Steve threw in his own surprise instead. ‘I went into your dad’s factory on Friday. To see Denis Oakley.’
It wasn’t the bombshell he had been half-hoping for. Eventually, Carol Bilic looked at him coldly. ‘Why did you do that?’
‘I wanted to see the books. I wanted
to see just what had been going on.’
‘And did you do that?’
‘No. He wouldn’t let me see them. But he admitted that he was writing cheques on the firm to solve his personal financial difficulties. The police had just been to see him and he was pretty shaken.’
For a moment, Carol saw a wild, unlikely humour in the situation, with the glib womaniser being confronted by this dull, uxorious man who was professionally qualified to pick out every financial irregularity in his conduct. She found herself having to control a sudden impulse towards outright, high-pitched, prolonged laughter, and realized in that moment how near she was to hysteria. She made herself finish her drink, stared for a moment at the melting ice and the slice of lemon in the bottom of her glass, and said, ‘So do you think Oakley killed Dad?’
Steve resisted the impulse to rush in too strongly.
He said reflectively, ‘He seems to me more like a serial womaniser than a murderer. He may not be morally stainless, but there’s a big step from philanderer to murderer.’ Louise was still seized by the notion that she must defend Pam Williams from that charge, which meant finding someone else to answer it. ‘People get desperate, though, when they’re driven into comers. They do things which may not be characteristic of their normal personalities. The police said something on those lines to us, I think. We’ve all known Denis Oakley for years, and yet we hardly know him at all. Dad was always around here. Denis was always out on the road.’
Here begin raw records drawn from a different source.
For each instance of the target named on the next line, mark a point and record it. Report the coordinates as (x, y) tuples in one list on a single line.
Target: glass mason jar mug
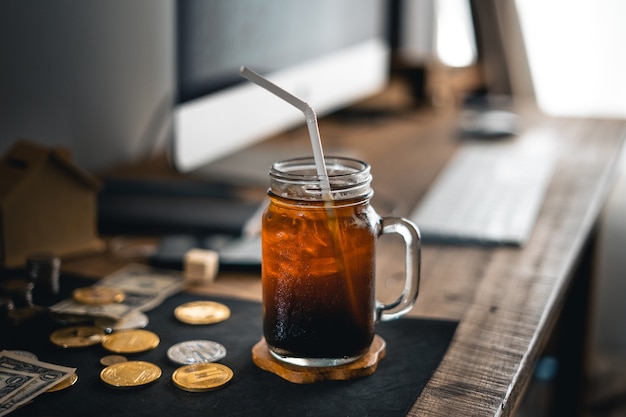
[(318, 263)]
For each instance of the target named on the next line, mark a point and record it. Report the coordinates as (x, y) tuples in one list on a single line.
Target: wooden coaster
[(364, 366)]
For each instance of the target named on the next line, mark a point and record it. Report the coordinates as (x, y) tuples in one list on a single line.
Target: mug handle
[(412, 268)]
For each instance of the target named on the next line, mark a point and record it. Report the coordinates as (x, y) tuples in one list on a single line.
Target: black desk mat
[(414, 350)]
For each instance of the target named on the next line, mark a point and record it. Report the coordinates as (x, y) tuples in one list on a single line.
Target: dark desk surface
[(508, 300)]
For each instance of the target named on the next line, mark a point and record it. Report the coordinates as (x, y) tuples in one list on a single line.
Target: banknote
[(48, 375), (11, 381), (144, 288), (143, 279)]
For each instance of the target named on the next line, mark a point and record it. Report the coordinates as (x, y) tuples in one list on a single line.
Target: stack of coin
[(98, 295), (202, 312), (130, 374), (196, 351), (130, 341), (77, 336), (202, 377)]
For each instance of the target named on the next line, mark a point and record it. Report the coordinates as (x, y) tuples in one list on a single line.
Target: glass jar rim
[(304, 168), (298, 179)]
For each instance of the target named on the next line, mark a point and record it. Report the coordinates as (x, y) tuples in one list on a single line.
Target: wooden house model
[(47, 204)]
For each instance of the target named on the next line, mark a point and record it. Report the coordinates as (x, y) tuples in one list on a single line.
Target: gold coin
[(77, 336), (112, 359), (130, 374), (199, 377), (66, 383), (130, 341), (202, 312), (97, 295)]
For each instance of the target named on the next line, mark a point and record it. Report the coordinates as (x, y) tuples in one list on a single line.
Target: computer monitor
[(329, 53)]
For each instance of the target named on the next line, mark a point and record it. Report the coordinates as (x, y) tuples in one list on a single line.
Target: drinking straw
[(320, 165), (311, 121)]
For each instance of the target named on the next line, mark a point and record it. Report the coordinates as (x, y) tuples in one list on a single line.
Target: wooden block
[(200, 266), (364, 366)]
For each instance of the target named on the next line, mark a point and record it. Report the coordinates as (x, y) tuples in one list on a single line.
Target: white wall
[(577, 58)]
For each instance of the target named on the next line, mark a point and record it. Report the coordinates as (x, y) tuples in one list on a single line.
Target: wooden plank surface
[(506, 299)]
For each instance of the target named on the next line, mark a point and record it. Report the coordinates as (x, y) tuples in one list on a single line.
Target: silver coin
[(196, 351)]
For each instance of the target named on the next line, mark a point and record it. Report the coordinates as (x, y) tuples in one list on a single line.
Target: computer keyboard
[(489, 193)]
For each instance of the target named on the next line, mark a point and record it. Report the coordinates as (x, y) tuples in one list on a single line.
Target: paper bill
[(144, 288), (11, 381), (141, 279), (48, 375)]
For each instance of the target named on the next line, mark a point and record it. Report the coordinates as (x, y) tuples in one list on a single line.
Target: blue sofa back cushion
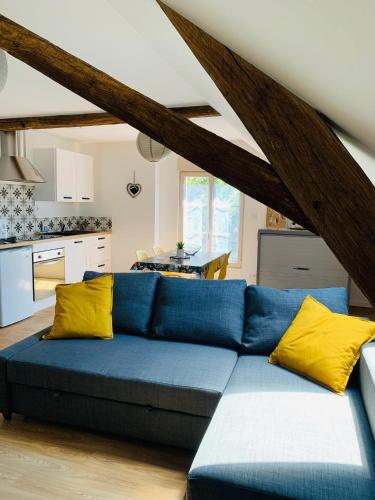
[(133, 301), (200, 311), (270, 311)]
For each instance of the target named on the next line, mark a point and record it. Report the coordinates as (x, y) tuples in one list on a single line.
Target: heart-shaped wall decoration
[(133, 189)]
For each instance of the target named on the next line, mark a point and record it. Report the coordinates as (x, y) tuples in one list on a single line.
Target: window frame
[(211, 183)]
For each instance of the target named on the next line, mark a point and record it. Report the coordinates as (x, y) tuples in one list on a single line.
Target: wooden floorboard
[(39, 460)]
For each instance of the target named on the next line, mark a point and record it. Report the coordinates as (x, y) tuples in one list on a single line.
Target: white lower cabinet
[(75, 259), (91, 253), (99, 253)]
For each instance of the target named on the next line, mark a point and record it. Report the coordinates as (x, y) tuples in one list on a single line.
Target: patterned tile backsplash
[(17, 206)]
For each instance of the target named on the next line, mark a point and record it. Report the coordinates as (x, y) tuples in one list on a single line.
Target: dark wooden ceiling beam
[(90, 119), (324, 179), (223, 159)]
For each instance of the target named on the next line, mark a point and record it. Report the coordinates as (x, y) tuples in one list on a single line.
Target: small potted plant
[(180, 249)]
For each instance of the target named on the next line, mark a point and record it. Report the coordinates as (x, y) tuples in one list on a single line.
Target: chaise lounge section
[(178, 371)]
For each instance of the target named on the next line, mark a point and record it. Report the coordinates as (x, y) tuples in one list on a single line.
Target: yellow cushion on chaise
[(322, 345), (83, 310)]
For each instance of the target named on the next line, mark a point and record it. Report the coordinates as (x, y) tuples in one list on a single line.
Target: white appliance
[(16, 285), (3, 229), (49, 271)]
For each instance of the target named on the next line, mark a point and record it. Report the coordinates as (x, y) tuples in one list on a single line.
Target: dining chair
[(158, 250), (224, 267), (141, 255), (212, 269)]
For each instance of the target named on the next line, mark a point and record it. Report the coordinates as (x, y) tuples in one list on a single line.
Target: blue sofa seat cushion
[(200, 311), (277, 435), (367, 381), (129, 369), (270, 311), (133, 301)]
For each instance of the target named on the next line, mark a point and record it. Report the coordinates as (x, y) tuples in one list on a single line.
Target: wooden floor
[(46, 461)]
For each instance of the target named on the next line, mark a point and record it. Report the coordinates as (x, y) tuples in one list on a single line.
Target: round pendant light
[(3, 69), (151, 150)]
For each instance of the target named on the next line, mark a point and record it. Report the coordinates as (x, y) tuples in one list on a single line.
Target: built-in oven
[(49, 271)]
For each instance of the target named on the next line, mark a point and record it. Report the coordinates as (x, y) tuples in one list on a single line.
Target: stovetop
[(12, 240)]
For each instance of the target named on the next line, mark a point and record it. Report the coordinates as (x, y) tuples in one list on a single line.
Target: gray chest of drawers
[(300, 259)]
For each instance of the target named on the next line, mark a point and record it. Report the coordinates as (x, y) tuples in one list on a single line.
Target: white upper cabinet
[(66, 175), (69, 176), (85, 178)]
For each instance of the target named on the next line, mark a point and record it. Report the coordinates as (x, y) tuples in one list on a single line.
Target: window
[(211, 214)]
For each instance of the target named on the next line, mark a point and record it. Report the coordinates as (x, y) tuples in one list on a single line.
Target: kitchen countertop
[(27, 243)]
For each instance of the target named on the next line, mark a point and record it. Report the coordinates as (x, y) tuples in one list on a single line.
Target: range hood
[(14, 166)]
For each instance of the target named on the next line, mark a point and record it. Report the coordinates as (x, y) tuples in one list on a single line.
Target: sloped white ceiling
[(95, 32), (322, 50)]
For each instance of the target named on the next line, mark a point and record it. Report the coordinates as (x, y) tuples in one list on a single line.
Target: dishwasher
[(49, 271), (16, 285)]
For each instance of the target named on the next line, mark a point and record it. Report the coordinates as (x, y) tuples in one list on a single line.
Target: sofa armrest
[(5, 355), (367, 381)]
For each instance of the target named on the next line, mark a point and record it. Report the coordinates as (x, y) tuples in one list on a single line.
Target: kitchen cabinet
[(75, 259), (88, 253), (85, 178), (99, 253), (69, 175)]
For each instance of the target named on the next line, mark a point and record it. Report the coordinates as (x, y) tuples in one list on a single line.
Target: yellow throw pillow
[(322, 345), (83, 310)]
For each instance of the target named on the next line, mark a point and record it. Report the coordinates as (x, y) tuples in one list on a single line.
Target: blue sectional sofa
[(188, 367)]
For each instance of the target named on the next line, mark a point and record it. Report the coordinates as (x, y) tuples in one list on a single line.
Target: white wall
[(167, 202), (39, 139), (133, 219)]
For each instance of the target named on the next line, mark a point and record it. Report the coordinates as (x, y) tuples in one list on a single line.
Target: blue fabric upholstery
[(200, 311), (133, 300), (277, 435), (269, 313), (5, 356), (143, 422), (130, 369), (367, 381)]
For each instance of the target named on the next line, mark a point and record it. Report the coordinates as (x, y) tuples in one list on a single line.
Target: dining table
[(197, 264)]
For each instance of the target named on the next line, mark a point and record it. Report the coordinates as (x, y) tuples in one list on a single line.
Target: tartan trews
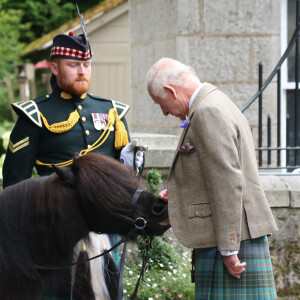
[(256, 283)]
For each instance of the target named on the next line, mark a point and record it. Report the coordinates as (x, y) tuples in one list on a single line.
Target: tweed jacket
[(215, 195)]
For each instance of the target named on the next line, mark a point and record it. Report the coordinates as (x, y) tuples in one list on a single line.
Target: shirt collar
[(196, 93)]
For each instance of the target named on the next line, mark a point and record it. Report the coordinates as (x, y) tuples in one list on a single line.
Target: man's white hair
[(169, 71)]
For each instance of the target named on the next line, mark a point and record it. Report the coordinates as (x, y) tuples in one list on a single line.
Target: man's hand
[(163, 195), (233, 265)]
Steve gestured towards Carol’s glass, but she shook her head and reminded him she had to drive home. He moved across the sofa a little and put a reassuring hand on his wife’s arm. ‘You’re right, love. None of us really knows Denis. And there’s no doubt that Dad’s death has been a boon to him.’ Louise resisted the inclination to shrug off his touch and move away from him. Their natural, unthinking unity had disintegrated since her dad’s death; she was beginning to wonder if they would ever regain it. Ten days ago, she would never have gone to see Pam Williams without discussing it with Steve first, and he would never have waltzed off to the Aspin and Oakley factory without announcing his intentions to her. She felt now that she was being disloyal to Steve as she said dully, ‘Denis Oakley’s a womaniser, not a murderer.’